In August of 2015, I accepted a head of staff position at Raleigh Court Presbyterian Church in Roanoke, Virginia. I told the Pastor Nominating Committee during our season of discernment that managing a church staff and daily church administration was the area in which I would need to grow the most.
I was incredibly grateful, then, to learn about the Trent@Montreat conference that I attended in April of that year. Trent@Monteat is a unique conference where participants can sign up for a particular “track” that explores a specific area of practical ministry while participating in worship and social times as a large group. I was overjoyed to learn that one of the tracks for the 2016 conference was titled, “Staff as a Gift Instead of a Headache.”

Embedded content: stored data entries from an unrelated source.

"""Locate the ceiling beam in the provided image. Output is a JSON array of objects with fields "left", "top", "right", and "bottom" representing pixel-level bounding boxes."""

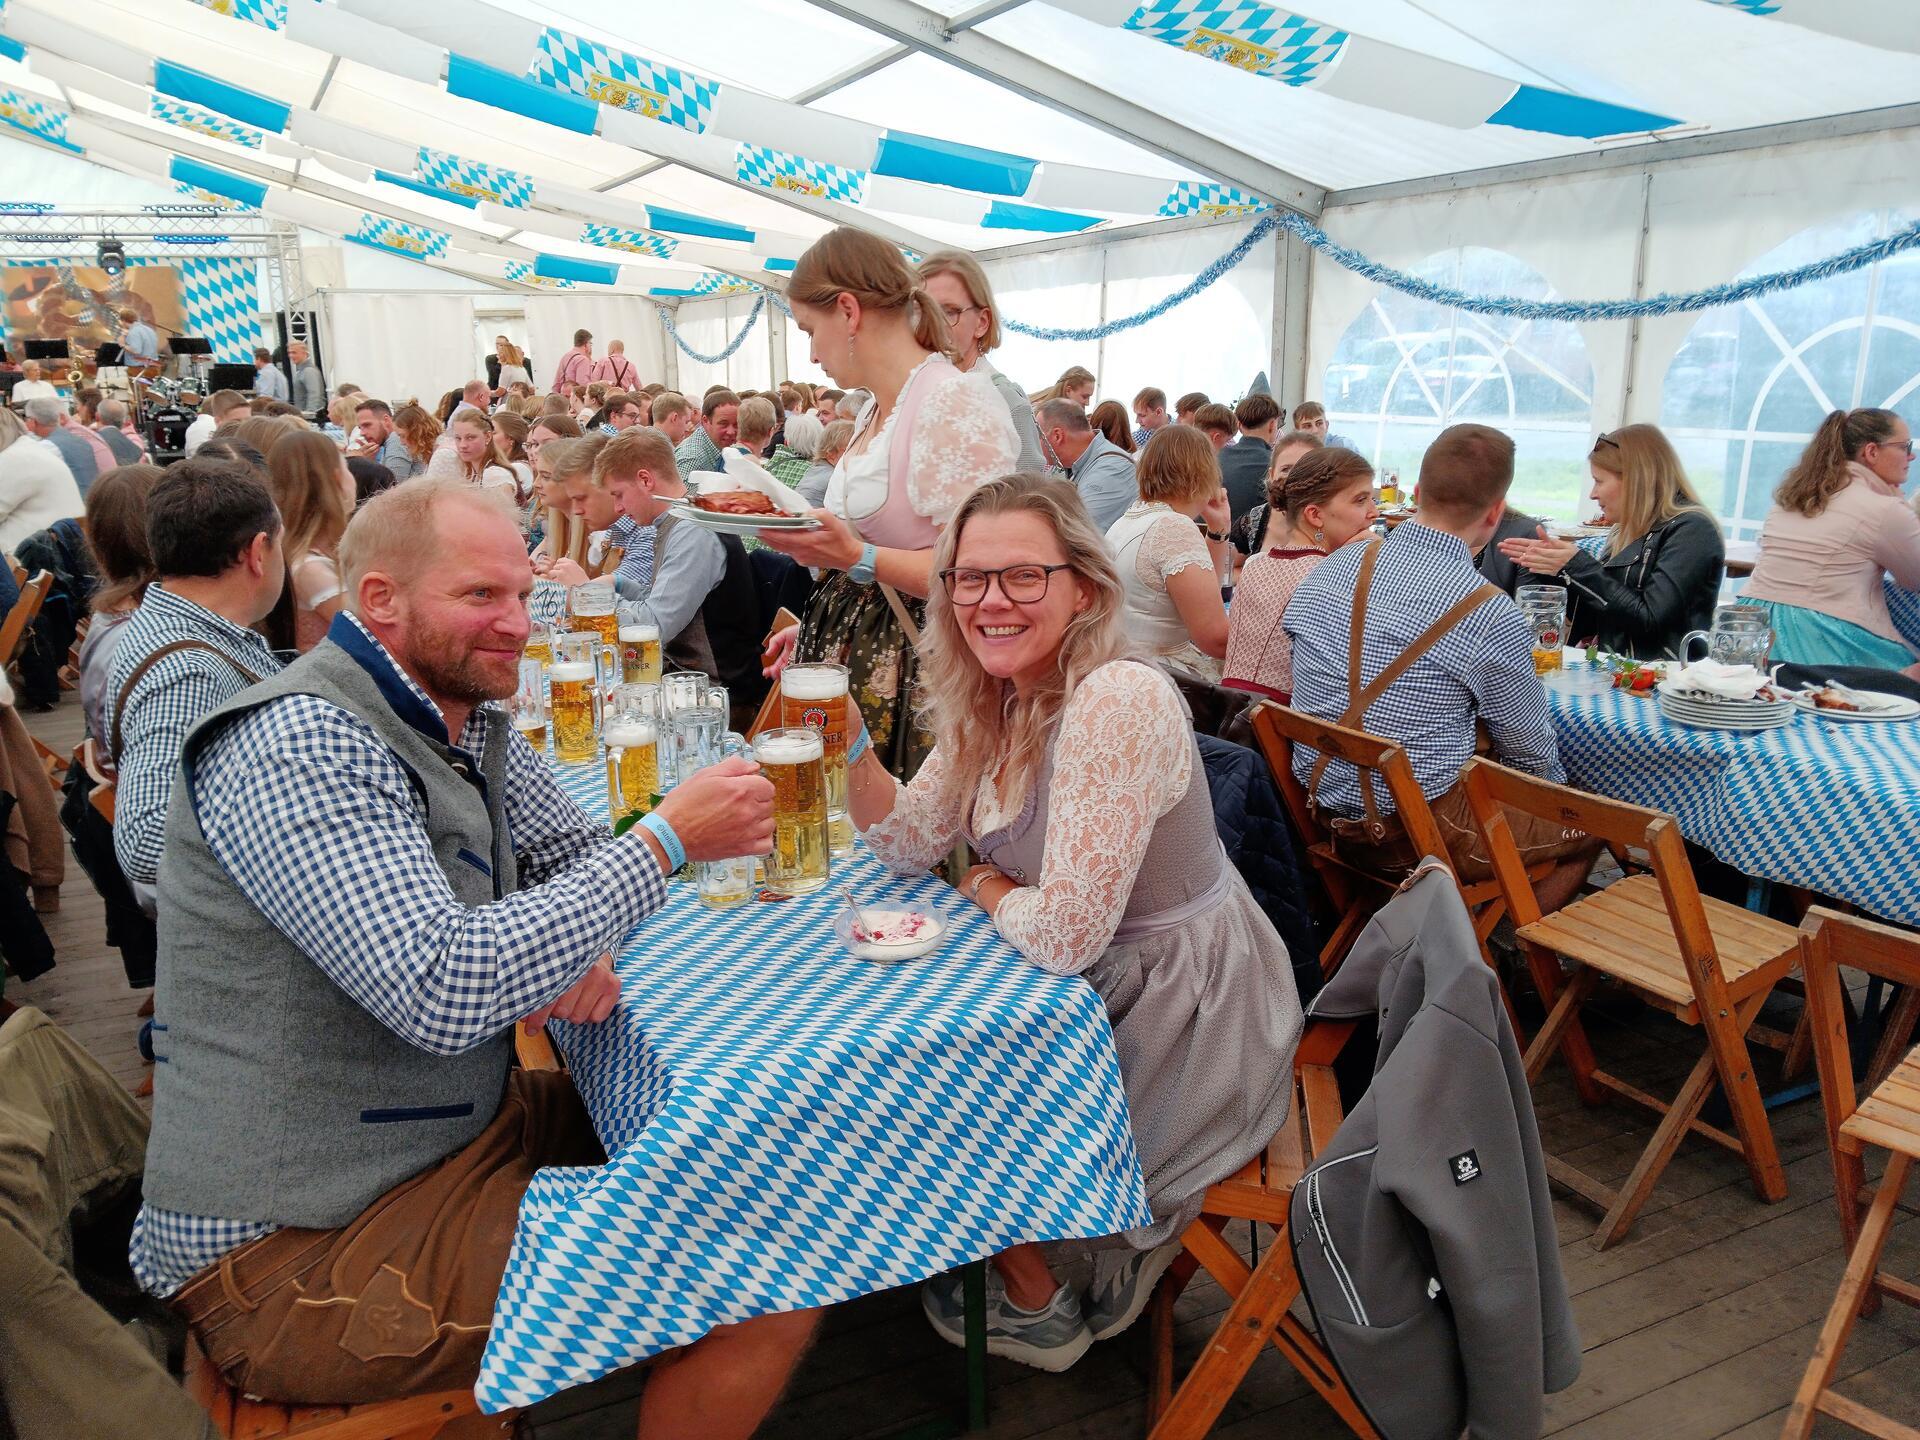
[
  {"left": 947, "top": 0, "right": 1032, "bottom": 34},
  {"left": 1325, "top": 102, "right": 1920, "bottom": 209},
  {"left": 795, "top": 0, "right": 1325, "bottom": 218}
]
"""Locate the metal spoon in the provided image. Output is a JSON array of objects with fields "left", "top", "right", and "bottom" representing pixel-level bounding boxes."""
[{"left": 841, "top": 885, "right": 875, "bottom": 939}]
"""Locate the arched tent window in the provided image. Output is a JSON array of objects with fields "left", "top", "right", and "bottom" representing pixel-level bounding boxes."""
[
  {"left": 1661, "top": 209, "right": 1920, "bottom": 542},
  {"left": 1325, "top": 248, "right": 1595, "bottom": 515}
]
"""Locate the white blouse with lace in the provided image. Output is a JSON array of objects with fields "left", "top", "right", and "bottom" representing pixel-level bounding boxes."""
[
  {"left": 865, "top": 660, "right": 1194, "bottom": 975},
  {"left": 1105, "top": 501, "right": 1216, "bottom": 657},
  {"left": 824, "top": 355, "right": 1020, "bottom": 531}
]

In sessions with several others pastors who found themselves in similar situations, we met with the Rev. Millie Snyder, the Executive Pastor of Myers Park Presbyterian Church in Charlotte, North Carolina. Millie led us in team building exercises we could use with our own church staffs. She walked through how you could lead weekly meetings, conduct regular evaluations, organize requests for vacation time, write job descriptions, observe appropriate boundaries, schedule ministry, and go through hiring processes. She sent us links to particular documents that she uses in her ministry for things like scheduling vacations and policies around personnel issues.

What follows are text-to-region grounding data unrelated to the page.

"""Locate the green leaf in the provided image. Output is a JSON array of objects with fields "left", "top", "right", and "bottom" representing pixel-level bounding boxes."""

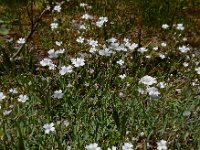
[{"left": 0, "top": 28, "right": 9, "bottom": 35}]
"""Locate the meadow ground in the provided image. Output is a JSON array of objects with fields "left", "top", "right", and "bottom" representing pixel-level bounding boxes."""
[{"left": 0, "top": 0, "right": 200, "bottom": 149}]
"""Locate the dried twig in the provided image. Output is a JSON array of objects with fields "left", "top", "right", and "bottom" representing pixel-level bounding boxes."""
[{"left": 11, "top": 7, "right": 48, "bottom": 60}]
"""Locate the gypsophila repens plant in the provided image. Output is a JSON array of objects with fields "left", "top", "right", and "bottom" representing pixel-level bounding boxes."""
[{"left": 0, "top": 0, "right": 200, "bottom": 149}]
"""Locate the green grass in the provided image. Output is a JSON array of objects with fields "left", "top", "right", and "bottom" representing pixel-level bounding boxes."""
[{"left": 0, "top": 0, "right": 200, "bottom": 149}]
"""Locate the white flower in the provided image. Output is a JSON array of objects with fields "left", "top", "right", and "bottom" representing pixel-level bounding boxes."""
[
  {"left": 87, "top": 39, "right": 98, "bottom": 47},
  {"left": 138, "top": 88, "right": 146, "bottom": 94},
  {"left": 18, "top": 94, "right": 28, "bottom": 103},
  {"left": 48, "top": 63, "right": 57, "bottom": 70},
  {"left": 159, "top": 54, "right": 166, "bottom": 59},
  {"left": 43, "top": 123, "right": 55, "bottom": 134},
  {"left": 107, "top": 37, "right": 117, "bottom": 43},
  {"left": 57, "top": 48, "right": 65, "bottom": 54},
  {"left": 162, "top": 24, "right": 169, "bottom": 29},
  {"left": 161, "top": 42, "right": 167, "bottom": 47},
  {"left": 76, "top": 36, "right": 84, "bottom": 43},
  {"left": 158, "top": 82, "right": 166, "bottom": 88},
  {"left": 59, "top": 65, "right": 73, "bottom": 75},
  {"left": 115, "top": 45, "right": 127, "bottom": 52},
  {"left": 117, "top": 59, "right": 124, "bottom": 66},
  {"left": 153, "top": 46, "right": 158, "bottom": 51},
  {"left": 183, "top": 62, "right": 189, "bottom": 67},
  {"left": 53, "top": 90, "right": 64, "bottom": 99},
  {"left": 9, "top": 88, "right": 18, "bottom": 94},
  {"left": 80, "top": 24, "right": 87, "bottom": 30},
  {"left": 138, "top": 47, "right": 148, "bottom": 53},
  {"left": 55, "top": 41, "right": 63, "bottom": 46},
  {"left": 0, "top": 92, "right": 6, "bottom": 101},
  {"left": 157, "top": 140, "right": 167, "bottom": 150},
  {"left": 17, "top": 37, "right": 26, "bottom": 44},
  {"left": 178, "top": 45, "right": 190, "bottom": 53},
  {"left": 71, "top": 57, "right": 85, "bottom": 67},
  {"left": 85, "top": 143, "right": 101, "bottom": 150},
  {"left": 122, "top": 143, "right": 133, "bottom": 150},
  {"left": 176, "top": 23, "right": 184, "bottom": 30},
  {"left": 119, "top": 74, "right": 126, "bottom": 79},
  {"left": 128, "top": 43, "right": 138, "bottom": 50},
  {"left": 99, "top": 48, "right": 113, "bottom": 56},
  {"left": 89, "top": 47, "right": 97, "bottom": 53},
  {"left": 195, "top": 67, "right": 200, "bottom": 74},
  {"left": 139, "top": 75, "right": 157, "bottom": 86},
  {"left": 99, "top": 16, "right": 108, "bottom": 23},
  {"left": 107, "top": 146, "right": 117, "bottom": 150},
  {"left": 53, "top": 4, "right": 61, "bottom": 12},
  {"left": 96, "top": 16, "right": 108, "bottom": 27},
  {"left": 80, "top": 3, "right": 88, "bottom": 7},
  {"left": 48, "top": 49, "right": 59, "bottom": 58},
  {"left": 81, "top": 13, "right": 93, "bottom": 20},
  {"left": 3, "top": 110, "right": 12, "bottom": 116},
  {"left": 63, "top": 120, "right": 70, "bottom": 127},
  {"left": 40, "top": 58, "right": 53, "bottom": 66},
  {"left": 146, "top": 87, "right": 160, "bottom": 96},
  {"left": 51, "top": 22, "right": 58, "bottom": 30}
]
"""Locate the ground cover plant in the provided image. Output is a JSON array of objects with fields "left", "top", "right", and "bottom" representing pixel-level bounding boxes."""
[{"left": 0, "top": 0, "right": 200, "bottom": 149}]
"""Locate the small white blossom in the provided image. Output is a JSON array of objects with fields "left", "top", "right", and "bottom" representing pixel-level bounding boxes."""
[
  {"left": 59, "top": 65, "right": 73, "bottom": 75},
  {"left": 122, "top": 143, "right": 133, "bottom": 150},
  {"left": 81, "top": 13, "right": 93, "bottom": 20},
  {"left": 3, "top": 110, "right": 12, "bottom": 116},
  {"left": 87, "top": 39, "right": 98, "bottom": 47},
  {"left": 159, "top": 54, "right": 166, "bottom": 59},
  {"left": 99, "top": 48, "right": 113, "bottom": 56},
  {"left": 138, "top": 47, "right": 148, "bottom": 53},
  {"left": 43, "top": 123, "right": 55, "bottom": 134},
  {"left": 85, "top": 143, "right": 101, "bottom": 150},
  {"left": 178, "top": 45, "right": 190, "bottom": 53},
  {"left": 9, "top": 88, "right": 18, "bottom": 94},
  {"left": 48, "top": 49, "right": 59, "bottom": 58},
  {"left": 53, "top": 5, "right": 61, "bottom": 12},
  {"left": 18, "top": 94, "right": 28, "bottom": 103},
  {"left": 63, "top": 120, "right": 70, "bottom": 127},
  {"left": 40, "top": 58, "right": 53, "bottom": 66},
  {"left": 107, "top": 37, "right": 117, "bottom": 43},
  {"left": 80, "top": 3, "right": 88, "bottom": 7},
  {"left": 89, "top": 47, "right": 97, "bottom": 53},
  {"left": 0, "top": 92, "right": 6, "bottom": 101},
  {"left": 147, "top": 87, "right": 160, "bottom": 96},
  {"left": 116, "top": 59, "right": 124, "bottom": 66},
  {"left": 139, "top": 75, "right": 157, "bottom": 86},
  {"left": 76, "top": 36, "right": 84, "bottom": 43},
  {"left": 157, "top": 140, "right": 167, "bottom": 150},
  {"left": 119, "top": 74, "right": 126, "bottom": 79},
  {"left": 71, "top": 57, "right": 85, "bottom": 67},
  {"left": 128, "top": 43, "right": 138, "bottom": 50},
  {"left": 183, "top": 62, "right": 189, "bottom": 67},
  {"left": 55, "top": 41, "right": 63, "bottom": 46},
  {"left": 51, "top": 22, "right": 58, "bottom": 30},
  {"left": 162, "top": 24, "right": 169, "bottom": 29},
  {"left": 176, "top": 23, "right": 184, "bottom": 30},
  {"left": 53, "top": 90, "right": 64, "bottom": 99},
  {"left": 17, "top": 37, "right": 26, "bottom": 44},
  {"left": 161, "top": 42, "right": 167, "bottom": 47},
  {"left": 153, "top": 46, "right": 158, "bottom": 51},
  {"left": 158, "top": 82, "right": 166, "bottom": 88},
  {"left": 107, "top": 146, "right": 117, "bottom": 150},
  {"left": 96, "top": 16, "right": 108, "bottom": 28},
  {"left": 195, "top": 67, "right": 200, "bottom": 74},
  {"left": 138, "top": 88, "right": 146, "bottom": 94}
]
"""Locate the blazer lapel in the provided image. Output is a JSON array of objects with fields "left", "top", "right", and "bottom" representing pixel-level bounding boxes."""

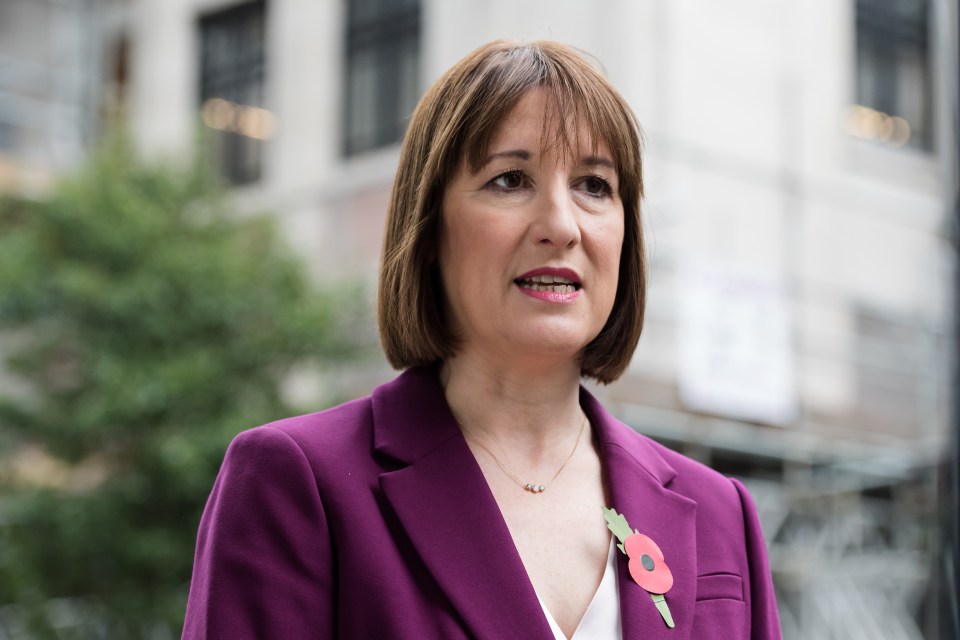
[
  {"left": 582, "top": 389, "right": 698, "bottom": 640},
  {"left": 374, "top": 368, "right": 553, "bottom": 639},
  {"left": 372, "top": 369, "right": 698, "bottom": 640}
]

Millie then welcomed our questions, and she and the group helped us to develop strategies to address particular challenges in our congregations. Then, after we had been back in our contexts for a month, she e-mailed the group to follow up and see where we were in our plans.

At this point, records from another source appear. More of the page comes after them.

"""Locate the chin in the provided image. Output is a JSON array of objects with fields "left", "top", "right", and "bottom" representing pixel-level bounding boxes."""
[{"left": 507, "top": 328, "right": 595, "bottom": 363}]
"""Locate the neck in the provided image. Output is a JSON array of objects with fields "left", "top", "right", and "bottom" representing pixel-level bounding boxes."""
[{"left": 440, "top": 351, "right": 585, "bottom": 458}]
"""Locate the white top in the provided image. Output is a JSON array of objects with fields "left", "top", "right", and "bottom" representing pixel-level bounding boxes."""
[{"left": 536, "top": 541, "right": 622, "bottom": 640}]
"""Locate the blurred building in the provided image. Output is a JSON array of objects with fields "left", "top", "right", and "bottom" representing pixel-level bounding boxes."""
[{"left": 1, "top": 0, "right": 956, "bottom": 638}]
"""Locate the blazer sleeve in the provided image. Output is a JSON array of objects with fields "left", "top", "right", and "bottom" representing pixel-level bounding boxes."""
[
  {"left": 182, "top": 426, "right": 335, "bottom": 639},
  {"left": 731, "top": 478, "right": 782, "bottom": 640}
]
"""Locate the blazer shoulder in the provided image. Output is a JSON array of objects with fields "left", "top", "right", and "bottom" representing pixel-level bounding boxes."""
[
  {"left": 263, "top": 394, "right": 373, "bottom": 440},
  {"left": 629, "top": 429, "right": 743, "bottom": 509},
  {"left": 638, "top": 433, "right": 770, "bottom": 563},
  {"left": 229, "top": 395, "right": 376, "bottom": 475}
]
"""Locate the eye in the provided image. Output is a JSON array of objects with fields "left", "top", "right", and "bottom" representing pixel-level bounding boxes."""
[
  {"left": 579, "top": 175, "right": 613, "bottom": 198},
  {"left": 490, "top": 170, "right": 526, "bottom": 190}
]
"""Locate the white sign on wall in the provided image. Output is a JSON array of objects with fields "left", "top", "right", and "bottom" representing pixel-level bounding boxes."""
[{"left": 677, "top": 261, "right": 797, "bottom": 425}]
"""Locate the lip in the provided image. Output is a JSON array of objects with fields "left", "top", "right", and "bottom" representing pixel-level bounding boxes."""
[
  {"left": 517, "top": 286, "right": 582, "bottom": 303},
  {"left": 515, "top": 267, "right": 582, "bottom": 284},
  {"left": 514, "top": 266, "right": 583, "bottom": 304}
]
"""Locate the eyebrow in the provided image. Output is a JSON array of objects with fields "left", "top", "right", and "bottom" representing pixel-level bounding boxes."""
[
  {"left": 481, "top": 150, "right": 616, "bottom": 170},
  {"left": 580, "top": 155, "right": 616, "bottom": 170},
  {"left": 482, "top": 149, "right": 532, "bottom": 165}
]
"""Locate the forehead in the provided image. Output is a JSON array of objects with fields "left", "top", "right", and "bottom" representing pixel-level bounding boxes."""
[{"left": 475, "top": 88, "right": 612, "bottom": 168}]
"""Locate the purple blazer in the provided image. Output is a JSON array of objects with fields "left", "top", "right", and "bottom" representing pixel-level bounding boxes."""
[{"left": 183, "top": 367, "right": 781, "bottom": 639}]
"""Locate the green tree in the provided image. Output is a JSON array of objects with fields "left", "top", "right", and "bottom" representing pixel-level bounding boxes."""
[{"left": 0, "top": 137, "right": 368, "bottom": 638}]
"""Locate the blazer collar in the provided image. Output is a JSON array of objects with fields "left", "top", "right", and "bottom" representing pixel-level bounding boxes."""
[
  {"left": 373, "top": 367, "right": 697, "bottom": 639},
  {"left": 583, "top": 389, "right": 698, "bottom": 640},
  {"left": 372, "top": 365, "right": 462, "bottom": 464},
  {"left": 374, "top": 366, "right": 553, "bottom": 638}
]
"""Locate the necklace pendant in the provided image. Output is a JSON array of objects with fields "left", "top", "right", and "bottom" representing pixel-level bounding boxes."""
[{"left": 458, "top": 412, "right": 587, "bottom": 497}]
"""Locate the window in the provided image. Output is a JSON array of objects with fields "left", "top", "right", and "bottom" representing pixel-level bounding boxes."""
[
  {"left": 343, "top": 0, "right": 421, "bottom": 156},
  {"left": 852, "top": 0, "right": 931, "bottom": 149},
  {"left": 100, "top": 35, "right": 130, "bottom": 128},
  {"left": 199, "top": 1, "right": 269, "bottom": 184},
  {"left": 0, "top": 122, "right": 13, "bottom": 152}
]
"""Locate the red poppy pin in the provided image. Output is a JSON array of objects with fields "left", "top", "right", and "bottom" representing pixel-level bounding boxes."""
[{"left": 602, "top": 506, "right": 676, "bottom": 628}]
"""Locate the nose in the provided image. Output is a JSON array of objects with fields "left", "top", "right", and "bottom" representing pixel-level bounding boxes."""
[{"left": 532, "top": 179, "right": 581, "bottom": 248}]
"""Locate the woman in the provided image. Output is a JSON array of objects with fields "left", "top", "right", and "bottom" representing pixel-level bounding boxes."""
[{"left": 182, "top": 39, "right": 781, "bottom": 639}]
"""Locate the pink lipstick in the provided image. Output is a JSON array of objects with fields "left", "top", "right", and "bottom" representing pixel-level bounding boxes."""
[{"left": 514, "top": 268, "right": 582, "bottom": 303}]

Having these resources, peers, and an experienced leader is such an asset as I navigate these questions for the first time! Learning in this way is essential to our continual growth as pastors in congregations, and learning experiences like Trent@Montreat are most appropriately offered to us once we have completed our formal theological education. Without the practical experience and the frequent feelings of failure and inadequacy that regularly accompany days in pastoral ministry, lessons about team-building and staff management are hollow. You cannot manufacture these experiences in a classroom or in an internship. They must be learned by necessity and because we are continually called to grow.
Our continual growth in the practice of ministry is one of the ways we live out our sanctification, a theological concept that we do learn in seminary. The Holy Spirit is continually calling us to into deeper faithfulness, not complacency. We need peers who push us beyond ourselves to realize God’s call on our life, mentors and coaches who can give us practical tools to utilize in our ministry, and ongoing opportunities for learning so that the Church might continue to become the fully-functioning Body of Christ.
Andrew C. Whaley is the pastor and head of staff at Raleigh Court Presbyterian Church in Roanoke, Virginia. A native of Knoxville, Tennessee, he is a graduate of Rhodes College where he double majored in theatre and religious studies. In 2011 he graduated from Columbia Theological Seminary. Andrew previously served the First Presbyterian Church of Jefferson City, Tennessee. He is married to Rebecca and they have two children, Simon (5) and Joanna (2.5). He loves to eat good food, hear hilarious stories, play bad golf, run slowly and regularly, and cheer for lackluster sports teams (the University of Tennessee football team and the Atlanta Braves).